Paul Davies: The problem about whether the observable universe can ever become all-knowing, that is omniscient, depends on whether it can process an infinite amount of information in the future of the universe that is left. Now in many cosmological models that's the case, but our present evidence suggests that the rate of expansion is getting faster and faster and under these circumstances basic physics says that there will be some sort of horizon in space that will form and this horizon will prevent, even in principle, an infinite amount of information from being processed. It means , in effect, one loses track of anything that follows beyond that horizon. It's like a black hole inside out. If that was the case then any super being or super intellect however powerful would only be able to process a finite amount of information and so therefore think a finite number of thoughts and have a finite number of experiences. But that conclusion rests on the assumption that the universe is going to go on accelerating. But we don't know that, it could be that in the very far future the rate of acceleration is going to diminish and the size of the horizon will grow larger and larger. And under those circumstances there will be no limit to the amount of information that could in principle be processed within a given volume of the universe.
In other words, if the universe does not expand forever, at some point an infinite amount of information will be able to be processed. A finite universe would be evolving towards a supreme point of complexity and consciousness. It's not a God in the religious sense, existing outside space and time. It's a scientific phenomenon. As Arthur C. Clarke said 'Any sufficiently advanced technology is indistinguishable from magic'.

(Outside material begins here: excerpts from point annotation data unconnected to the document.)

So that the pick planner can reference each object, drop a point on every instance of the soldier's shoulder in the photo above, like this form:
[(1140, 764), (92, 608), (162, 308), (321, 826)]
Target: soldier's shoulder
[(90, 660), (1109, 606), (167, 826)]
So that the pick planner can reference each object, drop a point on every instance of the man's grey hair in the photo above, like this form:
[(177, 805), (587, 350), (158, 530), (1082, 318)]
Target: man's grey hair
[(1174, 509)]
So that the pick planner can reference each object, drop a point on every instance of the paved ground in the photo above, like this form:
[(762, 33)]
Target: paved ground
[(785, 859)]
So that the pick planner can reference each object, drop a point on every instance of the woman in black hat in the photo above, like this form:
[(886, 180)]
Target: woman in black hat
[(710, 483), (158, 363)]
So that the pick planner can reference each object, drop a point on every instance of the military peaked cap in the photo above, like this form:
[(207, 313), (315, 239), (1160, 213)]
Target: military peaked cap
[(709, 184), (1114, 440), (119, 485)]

The future existence of a Godlike entity opens up some interesting possibilities.

A entity capable of processing an infinite amount of information would be able to create complex virtual realities in which the inhabitants would not be aware that they were in a virtual universe. We could be in one right now.

If the fate of the universe is to one day begin contracting, collapse back on itself and return to a single point - the Big Crunch - could some extremely sophisticated form of intelligence and technology meddle with that? It would seen unlikely, but we consider the problem as intellectual short people compared to the being(s) that might exist in ten billion years.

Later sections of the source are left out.